Eu travei. Ela estava certa...
Então eu tenho uma pergunta pra você:
- Você vai deixar ele ir embora sem uma última conversa?
Esse pergunta ressoou dentro de mim como um eco que nunca acaba. Eu o amava muito e ficaria bem, mas ele também me amava muito e estava completamente desequilibrado.
Será que ele ia conseguir sair do poço onde estava?
Será que eu ia conseguir seguir em frente sabendo que a vida dele estava sendo destruída?
No dia seguinte eu teria a resposta.
Acordei cedo e fui para o aeroporto. Cheguei lá às oito e meia e procurei o portão de embarque internacional.
Ele estava parado em uma fila com a mala do lado. Ele estava com um aspecto horrível; os olhos fundos e vermelhos, olheiras que me diziam que ele não conseguia dormir desde a nossa briga.
Eu tomei fôlego caminhei até perto dele e chamei:
- Alex!
Ele se virou e pareceu não acreditar no que estava vendo. Abandonou a sua mala e deu vários passos apressados em minha direção e me abraçou muito apertado.
Parecia que ele queria ter certeza de que eu realmente estava ali. E sem me largar ele disse “achei que nunca mais fosse te ver”.
Ele demorou algum tempo até perceber que, embora ele estivesse me envolvendo completamente com seus braços, eu não estava retribuindo o abraço.
Foi então que ele deu um passo atrás e disse:
- Eu não sei por que você está aqui, mas não importa... Poder ver você mais uma vez... - ele começou a lacrimejar e depois disse:
- Eu não... Não tenho nem coragem de pedir perdão...
- Alex, eu estou aqui cumprindo uma promessa. Eu disse que estaria aqui quando você fosse embora, lembra? Eu disse que te daria um abraço de despedida e disse também que estaria aqui quando você voltasse. E eu vou estar! Mas eu preciso que você saiba uma coisa...
- Renato, eu te amo! Te amo muito... Você precisa acreditar em mim! Eu não posso ir embora sem ter certeza de que você sabe disso! Por favor, diz que você sabe! Diz que você sabe que eu te amo!
Eu respirei fundo... Afinal, estava sendo muito, muito mais difícil do que eu esperei que fosse.
Reuni toda a coragem que existe em mim e disse:
- Eu sei que você me ama! Mas eu também sei que você não se ama o suficiente para amar alguém! Quando você aprender a se amar, então vai estar pronto para fazer alguém muito feliz!

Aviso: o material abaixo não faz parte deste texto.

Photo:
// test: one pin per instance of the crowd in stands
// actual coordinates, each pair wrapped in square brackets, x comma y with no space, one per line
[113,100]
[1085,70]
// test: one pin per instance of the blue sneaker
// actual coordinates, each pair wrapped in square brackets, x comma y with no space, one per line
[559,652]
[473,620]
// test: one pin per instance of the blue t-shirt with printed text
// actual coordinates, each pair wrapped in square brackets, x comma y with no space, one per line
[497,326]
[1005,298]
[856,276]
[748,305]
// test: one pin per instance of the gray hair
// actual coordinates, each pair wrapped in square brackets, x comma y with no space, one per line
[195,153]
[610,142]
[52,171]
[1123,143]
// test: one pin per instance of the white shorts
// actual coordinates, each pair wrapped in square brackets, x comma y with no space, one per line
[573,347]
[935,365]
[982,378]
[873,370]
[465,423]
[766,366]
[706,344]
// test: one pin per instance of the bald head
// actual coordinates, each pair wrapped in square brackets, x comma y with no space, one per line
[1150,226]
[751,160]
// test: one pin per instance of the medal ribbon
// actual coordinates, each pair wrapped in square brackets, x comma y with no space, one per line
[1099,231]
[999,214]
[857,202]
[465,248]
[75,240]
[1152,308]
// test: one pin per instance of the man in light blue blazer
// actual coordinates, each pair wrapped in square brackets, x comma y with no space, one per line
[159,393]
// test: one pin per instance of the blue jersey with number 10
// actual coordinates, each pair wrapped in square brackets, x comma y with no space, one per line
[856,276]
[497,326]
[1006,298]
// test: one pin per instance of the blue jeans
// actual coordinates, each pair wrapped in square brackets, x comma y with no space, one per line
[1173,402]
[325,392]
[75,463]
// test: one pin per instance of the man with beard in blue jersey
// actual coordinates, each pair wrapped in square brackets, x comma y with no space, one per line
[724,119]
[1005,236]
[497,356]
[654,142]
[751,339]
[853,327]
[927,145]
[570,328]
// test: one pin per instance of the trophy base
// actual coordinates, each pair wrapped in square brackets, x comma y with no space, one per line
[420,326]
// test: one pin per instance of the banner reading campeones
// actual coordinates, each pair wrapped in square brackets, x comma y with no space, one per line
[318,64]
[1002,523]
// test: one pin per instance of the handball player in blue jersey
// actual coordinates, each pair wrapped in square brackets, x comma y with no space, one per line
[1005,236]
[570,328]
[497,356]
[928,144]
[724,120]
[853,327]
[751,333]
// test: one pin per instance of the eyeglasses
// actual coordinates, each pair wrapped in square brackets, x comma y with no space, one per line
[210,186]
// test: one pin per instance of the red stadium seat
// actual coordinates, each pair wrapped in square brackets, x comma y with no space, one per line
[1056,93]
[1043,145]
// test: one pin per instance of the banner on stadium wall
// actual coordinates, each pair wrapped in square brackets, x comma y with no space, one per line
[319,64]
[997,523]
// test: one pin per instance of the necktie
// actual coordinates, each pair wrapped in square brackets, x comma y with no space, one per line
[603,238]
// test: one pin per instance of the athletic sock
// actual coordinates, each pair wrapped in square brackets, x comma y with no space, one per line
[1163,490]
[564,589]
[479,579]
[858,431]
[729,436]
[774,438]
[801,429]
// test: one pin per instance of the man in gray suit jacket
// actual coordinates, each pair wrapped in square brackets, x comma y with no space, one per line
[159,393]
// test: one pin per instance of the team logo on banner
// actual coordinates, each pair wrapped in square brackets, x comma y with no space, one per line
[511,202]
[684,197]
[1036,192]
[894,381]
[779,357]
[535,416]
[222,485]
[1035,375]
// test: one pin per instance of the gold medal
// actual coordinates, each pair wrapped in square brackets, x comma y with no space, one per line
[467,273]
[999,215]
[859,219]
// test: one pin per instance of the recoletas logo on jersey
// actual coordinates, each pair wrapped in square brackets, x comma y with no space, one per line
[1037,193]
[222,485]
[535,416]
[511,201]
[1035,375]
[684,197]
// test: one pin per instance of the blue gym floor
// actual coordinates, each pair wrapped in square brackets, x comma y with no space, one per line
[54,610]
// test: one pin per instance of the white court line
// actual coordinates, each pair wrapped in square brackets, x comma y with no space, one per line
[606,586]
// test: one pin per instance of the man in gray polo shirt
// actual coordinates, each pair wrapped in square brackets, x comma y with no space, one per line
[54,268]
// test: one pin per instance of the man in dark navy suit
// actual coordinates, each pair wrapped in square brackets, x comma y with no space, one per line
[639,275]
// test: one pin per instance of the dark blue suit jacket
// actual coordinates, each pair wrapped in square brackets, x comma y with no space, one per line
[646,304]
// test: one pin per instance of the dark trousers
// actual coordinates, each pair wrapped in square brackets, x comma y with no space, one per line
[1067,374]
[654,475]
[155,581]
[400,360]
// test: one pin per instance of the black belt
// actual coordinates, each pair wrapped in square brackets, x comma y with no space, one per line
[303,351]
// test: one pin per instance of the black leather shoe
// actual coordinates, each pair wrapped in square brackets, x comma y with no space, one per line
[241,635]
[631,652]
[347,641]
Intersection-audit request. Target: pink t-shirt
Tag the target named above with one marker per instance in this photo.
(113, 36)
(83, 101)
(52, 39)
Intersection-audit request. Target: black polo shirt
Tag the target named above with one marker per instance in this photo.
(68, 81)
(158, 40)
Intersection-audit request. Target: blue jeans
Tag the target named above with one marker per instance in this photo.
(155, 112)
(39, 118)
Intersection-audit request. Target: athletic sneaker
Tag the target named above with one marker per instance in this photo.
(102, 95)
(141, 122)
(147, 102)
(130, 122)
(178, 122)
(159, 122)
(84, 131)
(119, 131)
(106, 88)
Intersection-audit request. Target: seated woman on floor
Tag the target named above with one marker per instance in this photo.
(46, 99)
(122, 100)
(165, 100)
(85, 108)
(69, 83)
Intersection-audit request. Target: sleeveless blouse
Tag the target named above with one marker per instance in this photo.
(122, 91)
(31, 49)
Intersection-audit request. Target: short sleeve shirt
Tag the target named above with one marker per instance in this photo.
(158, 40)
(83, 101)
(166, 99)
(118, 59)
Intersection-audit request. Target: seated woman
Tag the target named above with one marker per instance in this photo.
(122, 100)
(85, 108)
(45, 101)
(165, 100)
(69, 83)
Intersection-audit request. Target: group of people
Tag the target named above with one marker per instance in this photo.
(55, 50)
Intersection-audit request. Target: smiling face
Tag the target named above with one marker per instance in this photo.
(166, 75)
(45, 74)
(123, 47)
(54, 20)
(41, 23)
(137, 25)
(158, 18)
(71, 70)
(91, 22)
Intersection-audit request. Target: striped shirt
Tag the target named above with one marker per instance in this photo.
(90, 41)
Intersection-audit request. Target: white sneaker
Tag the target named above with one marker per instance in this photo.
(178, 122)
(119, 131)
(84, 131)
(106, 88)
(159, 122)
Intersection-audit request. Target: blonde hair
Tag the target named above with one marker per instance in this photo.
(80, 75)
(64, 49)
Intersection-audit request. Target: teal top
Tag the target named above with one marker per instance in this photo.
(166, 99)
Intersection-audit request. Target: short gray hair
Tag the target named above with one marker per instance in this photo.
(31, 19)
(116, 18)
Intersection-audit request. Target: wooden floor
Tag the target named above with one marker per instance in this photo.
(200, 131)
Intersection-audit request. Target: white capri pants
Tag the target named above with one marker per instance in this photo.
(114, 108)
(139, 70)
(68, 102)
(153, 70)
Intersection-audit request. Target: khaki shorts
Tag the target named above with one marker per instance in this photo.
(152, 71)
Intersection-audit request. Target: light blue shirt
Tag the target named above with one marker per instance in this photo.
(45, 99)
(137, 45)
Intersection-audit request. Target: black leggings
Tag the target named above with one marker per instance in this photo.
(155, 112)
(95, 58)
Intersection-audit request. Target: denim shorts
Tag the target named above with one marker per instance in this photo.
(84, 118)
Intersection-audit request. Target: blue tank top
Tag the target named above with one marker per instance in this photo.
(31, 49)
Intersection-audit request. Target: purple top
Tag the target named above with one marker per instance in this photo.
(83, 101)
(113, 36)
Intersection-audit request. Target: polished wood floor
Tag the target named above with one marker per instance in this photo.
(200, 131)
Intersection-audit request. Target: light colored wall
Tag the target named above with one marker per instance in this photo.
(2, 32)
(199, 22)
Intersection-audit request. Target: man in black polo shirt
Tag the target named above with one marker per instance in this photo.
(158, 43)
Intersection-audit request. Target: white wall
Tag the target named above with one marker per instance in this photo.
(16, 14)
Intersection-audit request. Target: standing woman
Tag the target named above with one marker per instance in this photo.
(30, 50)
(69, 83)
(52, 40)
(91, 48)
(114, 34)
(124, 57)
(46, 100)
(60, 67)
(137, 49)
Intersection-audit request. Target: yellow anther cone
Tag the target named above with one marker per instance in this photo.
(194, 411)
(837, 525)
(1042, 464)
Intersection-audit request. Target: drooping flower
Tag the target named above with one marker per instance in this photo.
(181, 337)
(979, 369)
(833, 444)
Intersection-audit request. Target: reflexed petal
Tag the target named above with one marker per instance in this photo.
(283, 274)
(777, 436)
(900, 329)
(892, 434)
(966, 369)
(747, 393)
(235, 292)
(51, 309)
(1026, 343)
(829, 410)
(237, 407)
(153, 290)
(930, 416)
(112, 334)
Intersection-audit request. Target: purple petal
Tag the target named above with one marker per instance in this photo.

Como você já me fez! - eu não aguentei, comecei a chorar um pouco...
- Eu não quero fazer ninguém mais além de você, feliz...
- Alex, eu vim aqui pra te dizer que eu te amo, te amo muito e sei que você me ama. E por isso eu vim te pedir pra partir sem nenhuma culpa... Eu te perdoo pelo o que aconteceu e eu quero que você fique bem!
Minhas lágrimas não paravam de cair da minha face. Tomei fôlego e continuei:
- E assim como eu quero que você fique bem, eu também quero que você saiba que quando você voltar eu vou estar aqui, porém eu vou ter seguido adiante! E eu espero que você faça o mesmo.
Dessa vez fui eu que corri e o abracei forte. E ele retribuiu, mas entre lágrimas, me perguntou:
- Por que tem que ser assim, se a gente se ama!
- Porque o verdadeiro amor não espera nada em troca, tem no ato de dar a sua essência de existir e na renúncia o seu maior pilar! Hoje, renunciar a esse sentimento é a única forma de não nos machucarmos mais ainda! Eu quero poder sorrir e cantar ao seu lado quando você voltar e a agente não vai conseguir se nos machucarmos como fizemos ontem.
- Você se tornou alguém muito melhor que eu.
- Não. Eu só estou tentado ser uma pessoa melhor pra ser mais feliz e felicidade é tranquilidade de consciência, não é ter tudo que queremos nem é ter satisfação. E tudo que eu te desejo é que você possa também aprender a mostrar o melhor de você mesmo.
Continuamos abraçados por alguns minutos e então eu disse:
- Preciso ir!
- Espera, o voo ainda não vai sair...
- Não posso... Boa viagem, Alex! Tudo de bom...
Comecei a me afastar e não olhei para trás. Já era difícil demais sem olhar.